DENVER — The Cherry Creek School District is still reeling from the suicide of a 10-year-old girl. Bullying led to the girl’s death, according to her parents.
Cyberbullying is reaching epidemic proportions and action is needed before more children take their lives, according to experts.
In Colorado, there is nothing statewide that directly requires courses on bullying prevention even as suicide rates continue to climb.
“Instead of it leveling off or lessening — it still seems to be growing,” Republican State Sen. Kevin Priola said.
Priola is responsible for legislation that awards grant money to school districts to create bullying prevention programs.
Part of the comprehensive education is aimed at teaching kids to speak up when someone is being bullied.
Just more than a dozen school districts in the state receive the grant money, including the Cherry Creek School District.
“All school districts are required to have a safe school plan,” said Adam Collins with the Colorado Department of Education. “Within that safe school plan has to be a policy on bullying prevention and education.”
But the safe school requirements do not establish mandatory curriculum.
“We need to really do an in-depth analysis in reference to — are the programs we currently have in place working,” Democratic State Sen. Rhonda Fields said.

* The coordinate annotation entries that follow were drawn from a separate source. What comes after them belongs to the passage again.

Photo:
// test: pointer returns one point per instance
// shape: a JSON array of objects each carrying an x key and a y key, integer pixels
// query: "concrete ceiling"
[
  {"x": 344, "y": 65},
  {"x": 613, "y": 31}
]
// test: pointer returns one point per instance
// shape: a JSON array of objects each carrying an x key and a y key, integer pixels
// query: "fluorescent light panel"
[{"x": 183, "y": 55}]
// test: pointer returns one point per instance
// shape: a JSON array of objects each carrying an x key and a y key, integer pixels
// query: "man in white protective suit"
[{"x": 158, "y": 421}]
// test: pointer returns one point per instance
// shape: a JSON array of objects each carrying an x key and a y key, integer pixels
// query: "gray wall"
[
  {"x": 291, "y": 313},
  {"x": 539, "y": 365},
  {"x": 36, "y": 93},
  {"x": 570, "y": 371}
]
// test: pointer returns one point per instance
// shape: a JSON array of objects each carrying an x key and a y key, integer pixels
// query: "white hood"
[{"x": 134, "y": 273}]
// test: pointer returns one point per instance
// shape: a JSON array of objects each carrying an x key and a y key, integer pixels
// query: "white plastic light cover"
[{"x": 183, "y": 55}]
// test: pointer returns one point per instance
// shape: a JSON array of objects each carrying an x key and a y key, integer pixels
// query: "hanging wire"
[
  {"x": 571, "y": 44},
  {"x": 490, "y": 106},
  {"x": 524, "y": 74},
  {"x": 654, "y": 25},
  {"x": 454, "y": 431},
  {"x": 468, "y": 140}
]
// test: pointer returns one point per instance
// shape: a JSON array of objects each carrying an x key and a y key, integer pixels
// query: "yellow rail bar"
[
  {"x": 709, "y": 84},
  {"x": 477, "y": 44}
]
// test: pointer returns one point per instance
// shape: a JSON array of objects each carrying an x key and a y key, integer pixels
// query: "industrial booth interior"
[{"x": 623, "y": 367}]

That analysis could result in a bullying prevention class within statewide curriculum every student would be required to take.
“I’m sure those discussions will happen among my colleagues and myself as the session starts in about a month and a half,” Priola said.
School districts are required to report bullying and other issues to the state, but there’s no way to know if most of the cases are being reported.
State officials said more than half of all eight-grade students in Colorado have reported bullying at least once in their academic careers.